Re: [tied] Bader's article on *-os(y)o

From: elmeras2000
Message: 32686
Date: 2004-05-18

--- In cybalist@yahoogroups.com, "Rob" <magwich78@...> wrote:
> --- In cybalist@yahoogroups.com, "elmeras2000" <jer@...> wrote:
>
> > I have been asked that question before, Were there then no real
> > verbs? I want to warn against a pitfall here: It does not follow
> > that the prestage we come back to did not have any verbs. The
old
> > finite verbs are practically gone in Hindi, but that does not
mean
> > that Sanskrit did not have any. This may be a comparable story,
but
> > I wouldn't know.
>
> I understand what you're saying. If you are correct, do you have
any
> ideas as to what the "original" finite verb morphology was like?

I'm afraid that is asking too much. I cannot even analyze all of the
verbal stems which to me appear to be of nominal origin.

I should modify the suggestion a bit, for I really think the -(n)t-
extension was restricted to the third persons, while the first and
second persons added personal markers directly to the root (or,
verbal stem). The extensions -t-, -(e)n-, -(e)nt- (and -r ?) are in
my view phonetic variants of a single morpheme which is identical
with the individualizing, agent-noun-forming and singularizing
suffix -n(t)-. The functional range, as analyzed in depth by
Melchert and Josephson, resembles that of a definite article very
much. There seems to be still a long way to go until this is
understood satisfactorily, and I do not think the time is ripe to
make guesses about what this may have replaced.

> > "Belonging to -, characterized by -".
>
> Right. However, why is the *-o accented there, but (presumably)
not
> accented in other words such as *ekwos?

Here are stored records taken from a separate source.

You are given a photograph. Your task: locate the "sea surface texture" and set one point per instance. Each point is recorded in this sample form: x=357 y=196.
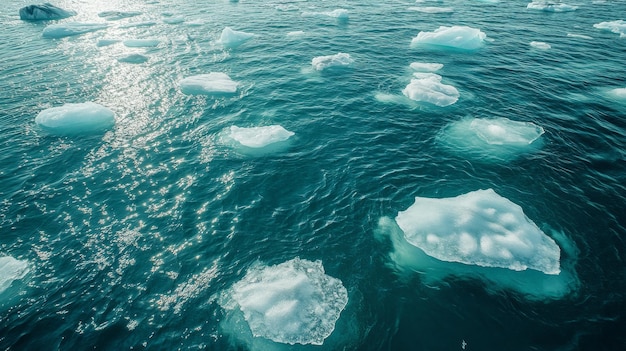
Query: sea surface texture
x=313 y=175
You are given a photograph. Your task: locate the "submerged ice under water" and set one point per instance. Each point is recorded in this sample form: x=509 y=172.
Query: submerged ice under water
x=324 y=197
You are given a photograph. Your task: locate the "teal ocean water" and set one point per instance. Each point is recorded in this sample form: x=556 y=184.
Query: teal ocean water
x=151 y=233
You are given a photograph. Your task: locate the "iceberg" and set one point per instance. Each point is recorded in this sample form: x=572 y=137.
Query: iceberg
x=338 y=60
x=61 y=30
x=11 y=269
x=258 y=137
x=44 y=12
x=427 y=87
x=456 y=37
x=291 y=303
x=232 y=38
x=76 y=118
x=617 y=27
x=492 y=138
x=214 y=83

Again, I simply don't know. There is the ace-in-the-hole
labelled "contrastive accent" which is certainly a fact: Throughout
its known history, IE has created substantivized variants of
adjectives by retracting the accent (and adjectivized variants of
substantives by advancing it). That can lead to forms like Greek
thánatos 'death' which reflects accent on the sonant nasal of *-nH2-
, while the old participle thne:tós 'dead' has kept the expected
unaccented *-nH2- > -na:-. I have guessed that the IE tu-stems are
properly barytone substantival variants of the oxytone to-
participles, and that -u- is originally a weakened thematic vowel,
while later forms made no such change any more. There appear to be
many layers in this, and it is very easy to make mistakes.